Wednesday, November 25, 2015

I have now played one hour of Fallout 4

Granted, most of this time was spent on a really choppy framerate at low graphics quality because I, being a moron, did not have my computer set up properly. And by "did not have my computer set up properly," I mean "I plugged the monitor into the motherboard instead of the video card."

So, anyway

My character can finally aim!


This is huge. In neither Fallout 3 nor Fallout New Vegas are you actually capable of hitting anything not directly in front of you. This is an extremely obnoxious problem under any circumstance, and especially awful in a game where resources, such as, oh, say, ammunition, are extremely scarce. (Confession: I have cheated scads of ammo into my inventory just to finish the f*cking game.) No more.

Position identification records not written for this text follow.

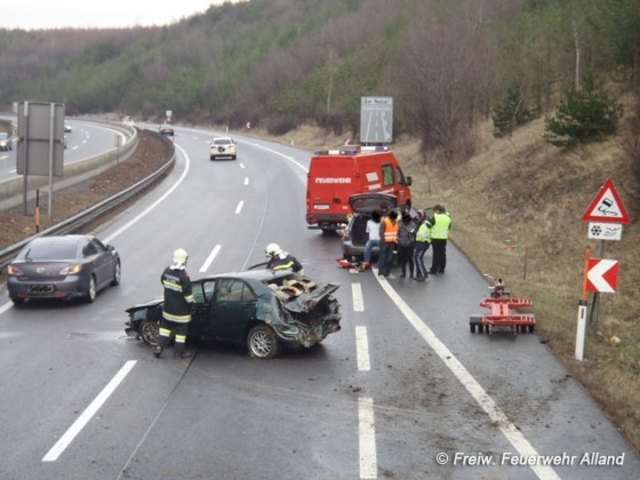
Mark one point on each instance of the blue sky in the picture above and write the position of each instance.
(39, 14)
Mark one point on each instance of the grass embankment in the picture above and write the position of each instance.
(516, 209)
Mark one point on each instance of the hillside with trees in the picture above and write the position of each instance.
(511, 112)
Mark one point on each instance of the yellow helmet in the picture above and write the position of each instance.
(272, 250)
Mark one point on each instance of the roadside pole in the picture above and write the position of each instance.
(606, 214)
(583, 305)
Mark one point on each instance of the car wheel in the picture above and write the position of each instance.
(149, 331)
(91, 291)
(17, 301)
(117, 274)
(262, 342)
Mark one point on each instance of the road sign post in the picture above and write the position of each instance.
(606, 214)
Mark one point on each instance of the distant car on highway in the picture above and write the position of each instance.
(62, 267)
(223, 147)
(5, 142)
(259, 309)
(166, 129)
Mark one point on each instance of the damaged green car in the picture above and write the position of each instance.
(261, 310)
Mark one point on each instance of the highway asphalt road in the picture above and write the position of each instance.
(85, 140)
(403, 391)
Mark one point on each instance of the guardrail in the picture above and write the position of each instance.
(85, 217)
(12, 190)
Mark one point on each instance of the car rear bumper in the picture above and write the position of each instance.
(71, 287)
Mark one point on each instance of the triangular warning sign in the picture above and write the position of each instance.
(606, 206)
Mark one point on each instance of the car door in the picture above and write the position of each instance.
(95, 250)
(232, 308)
(203, 293)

In Fallout 4, my character has finally learned how to shoot straight. It is wonderful.

And, yes, I get that her abject failure to aim was tied into the SPECIAL system, but... no, it wasn't. I had 9 Perception in 3, New Vegas, and now 4, and only in 4 can she reliably hit anything.

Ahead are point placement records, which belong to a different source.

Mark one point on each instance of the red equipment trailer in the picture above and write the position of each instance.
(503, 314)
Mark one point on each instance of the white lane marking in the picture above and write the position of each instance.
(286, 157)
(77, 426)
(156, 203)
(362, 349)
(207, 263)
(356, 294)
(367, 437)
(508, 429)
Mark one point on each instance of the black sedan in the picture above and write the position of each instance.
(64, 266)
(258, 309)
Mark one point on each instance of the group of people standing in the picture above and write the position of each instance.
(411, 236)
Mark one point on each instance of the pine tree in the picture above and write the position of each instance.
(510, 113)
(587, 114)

Yes, she. Protip: always play Bethesda games as a female. There's a really good chance there's a perk somewhere in there that lets you do more damage to the opposite sex, and enemy mooks tend to be men. Also, in 3, the Black Widow perk leads to an utterly hilarious dialogue option at the first town you visit.

Hey, speaking of the first town you visit, this game's tutorial is short. Like, really short. Like, half an hour, tops (and I spent probably five minutes of that dicking around trying to figure out what was wrong with my graphics settings because the framerate was awful - see above). In fact, Bethesda seems to kind of be on top of this whole notion that video games are not interactive movies. (Aside from Daggerfall, of course, and confession time again: I have never made it out of Daggerfall's tutorial dungeon!) Morrowind didn't have a tutorial dungeon, Oblivion and Skyrim's tutorials were rather short, Fallout 3's was a bit of a drag. But compare that to some of the other games I've played recently. Saints Row: The Third made you do three missions before letting you sandbox. Saints Row IV had, what, four? Mass Effect 3, probably the worst culprit of the lot, runs for nearly two hours before letting you control your ship.

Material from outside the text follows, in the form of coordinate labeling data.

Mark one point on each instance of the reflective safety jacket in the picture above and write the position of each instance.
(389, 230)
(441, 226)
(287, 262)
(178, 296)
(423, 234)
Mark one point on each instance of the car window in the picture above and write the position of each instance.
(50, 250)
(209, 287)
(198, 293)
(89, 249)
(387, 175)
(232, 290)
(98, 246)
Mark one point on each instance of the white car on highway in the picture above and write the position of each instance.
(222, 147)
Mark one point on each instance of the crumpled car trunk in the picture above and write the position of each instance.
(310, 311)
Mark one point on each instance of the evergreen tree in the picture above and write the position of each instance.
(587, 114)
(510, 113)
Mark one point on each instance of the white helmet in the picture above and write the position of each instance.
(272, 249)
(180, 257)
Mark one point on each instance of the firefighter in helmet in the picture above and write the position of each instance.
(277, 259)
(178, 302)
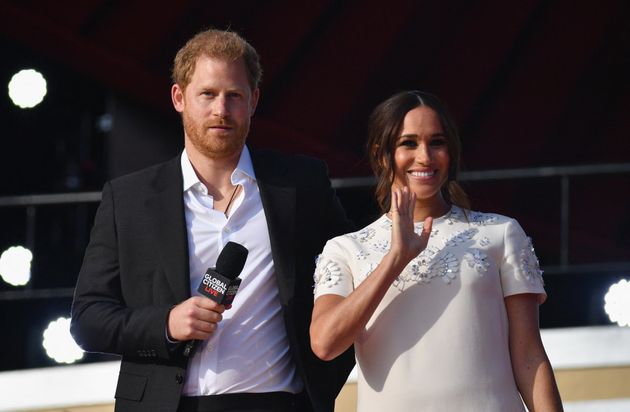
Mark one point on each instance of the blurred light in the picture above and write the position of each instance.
(59, 344)
(15, 265)
(27, 88)
(618, 303)
(105, 123)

Well, it's not all sunshine and radiation-soaked roses, alas. There are some flaws in this game. The control scheme is completely gonked compared to the previous one, so prepare to waste your stimpacks thinking you're doing something else. If you're in first-person mode, forget trying to aim; your crosshairs disappear and you have to use the gun's sights. Finally, a lot of the music is recycled from the previous game. Now, while mowing down raiders to the tune of "Civilization" will never get old, it does strain credulity to suggest that a disc jockey in Boston was able to recover the same exact songs as a DJ in DC.

Also, thank Atom my dog cannot die, as the thing seems to insist on jumping in front of my attacks with a zeal not even Lydia could match.